Kevin F. answered • 02/22/20
Actuarial analyst interested in online math/science tutoring
The standard error of the mean in this case is σ/sqrt(n) = 8/sqrt(96) = .816. The meaning of the standard error in this context is that if we repeatedly took samples of size 96 from a population with a standard deviation of 8, we would expect the averages of these samples (i.e. the average number of matches per box of the first 96 matchboxes selected , average number of matches per box of the second 96 matchboxes selected, average number of matches per box of the 3rd 96 matchboxes selected, etc.) to have a standard deviation of .816.
Our null hypothesis is that mu (the true average number of matches per box) = 40. Our alternative hypothesis is that mu > 40. This is a one-sided Z test. Thus, we reject if we get a z-value such that P(Z > z) < .01.

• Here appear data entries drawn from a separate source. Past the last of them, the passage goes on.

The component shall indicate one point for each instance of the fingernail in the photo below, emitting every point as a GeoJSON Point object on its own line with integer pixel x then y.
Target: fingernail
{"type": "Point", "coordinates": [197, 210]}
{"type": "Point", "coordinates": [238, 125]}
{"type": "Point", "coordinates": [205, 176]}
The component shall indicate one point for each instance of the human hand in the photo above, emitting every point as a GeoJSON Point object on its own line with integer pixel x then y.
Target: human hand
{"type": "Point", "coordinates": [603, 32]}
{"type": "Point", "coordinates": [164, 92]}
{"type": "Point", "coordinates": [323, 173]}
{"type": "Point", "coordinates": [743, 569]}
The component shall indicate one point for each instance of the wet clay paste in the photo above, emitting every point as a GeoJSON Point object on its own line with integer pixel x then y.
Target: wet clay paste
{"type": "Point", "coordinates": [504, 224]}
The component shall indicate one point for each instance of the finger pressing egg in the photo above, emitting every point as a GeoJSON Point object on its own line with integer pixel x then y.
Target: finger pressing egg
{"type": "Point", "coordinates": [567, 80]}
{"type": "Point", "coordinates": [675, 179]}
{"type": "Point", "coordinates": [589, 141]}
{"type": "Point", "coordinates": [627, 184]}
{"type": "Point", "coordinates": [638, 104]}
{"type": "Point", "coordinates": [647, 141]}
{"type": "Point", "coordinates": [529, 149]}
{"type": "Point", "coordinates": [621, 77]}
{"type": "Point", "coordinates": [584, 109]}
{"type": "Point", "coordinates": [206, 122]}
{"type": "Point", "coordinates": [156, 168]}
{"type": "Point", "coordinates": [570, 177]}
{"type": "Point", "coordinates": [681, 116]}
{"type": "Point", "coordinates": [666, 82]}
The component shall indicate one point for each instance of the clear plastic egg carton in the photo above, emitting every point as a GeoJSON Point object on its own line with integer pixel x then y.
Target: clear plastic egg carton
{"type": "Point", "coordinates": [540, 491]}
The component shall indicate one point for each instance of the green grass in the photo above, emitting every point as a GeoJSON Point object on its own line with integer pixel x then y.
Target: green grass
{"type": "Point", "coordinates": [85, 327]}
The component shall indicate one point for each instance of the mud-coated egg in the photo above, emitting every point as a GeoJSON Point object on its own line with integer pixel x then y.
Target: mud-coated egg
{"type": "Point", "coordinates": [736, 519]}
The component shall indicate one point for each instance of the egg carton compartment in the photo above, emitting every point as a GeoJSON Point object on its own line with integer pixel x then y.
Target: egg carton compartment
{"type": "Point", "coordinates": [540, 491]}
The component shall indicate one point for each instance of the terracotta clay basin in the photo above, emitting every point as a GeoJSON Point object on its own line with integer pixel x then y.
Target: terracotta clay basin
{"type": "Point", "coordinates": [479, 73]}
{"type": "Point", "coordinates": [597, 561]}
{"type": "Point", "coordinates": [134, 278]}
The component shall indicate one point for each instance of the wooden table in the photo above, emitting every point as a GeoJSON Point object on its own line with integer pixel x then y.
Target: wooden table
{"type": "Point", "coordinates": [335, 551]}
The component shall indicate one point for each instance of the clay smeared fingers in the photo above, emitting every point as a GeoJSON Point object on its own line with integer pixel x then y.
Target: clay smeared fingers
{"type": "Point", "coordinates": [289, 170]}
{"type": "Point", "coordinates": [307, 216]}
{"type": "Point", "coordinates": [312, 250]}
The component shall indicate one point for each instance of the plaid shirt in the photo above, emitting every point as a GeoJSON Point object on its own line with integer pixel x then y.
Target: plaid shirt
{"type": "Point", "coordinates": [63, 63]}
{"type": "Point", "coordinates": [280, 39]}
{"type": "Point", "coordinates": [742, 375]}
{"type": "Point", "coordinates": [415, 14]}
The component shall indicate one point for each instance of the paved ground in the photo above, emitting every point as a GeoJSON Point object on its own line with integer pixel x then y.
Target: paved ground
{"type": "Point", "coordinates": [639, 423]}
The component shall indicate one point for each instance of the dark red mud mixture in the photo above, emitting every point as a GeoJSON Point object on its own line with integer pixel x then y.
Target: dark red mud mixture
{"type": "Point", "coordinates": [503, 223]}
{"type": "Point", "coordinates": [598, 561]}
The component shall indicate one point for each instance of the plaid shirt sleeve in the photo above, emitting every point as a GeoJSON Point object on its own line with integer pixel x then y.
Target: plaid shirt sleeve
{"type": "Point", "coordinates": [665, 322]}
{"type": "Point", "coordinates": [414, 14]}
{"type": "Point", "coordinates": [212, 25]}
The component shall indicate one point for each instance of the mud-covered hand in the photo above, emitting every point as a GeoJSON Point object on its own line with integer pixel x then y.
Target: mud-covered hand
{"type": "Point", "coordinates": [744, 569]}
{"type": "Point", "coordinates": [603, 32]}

Our Z value in this case is thus (Xbar - mu)/standard error where Xbar denotes the sample average of matches per box, or the average number of matches per box in the 96 matchboxes that we actually sampled and examined. Thus Z = (42.9-40)/.816 = 3.56. P(Z > 3.56) is well less than .01 we reject the null hypothesis and we can say at a 1% level of significance that the average number of matches per box is greater than 40.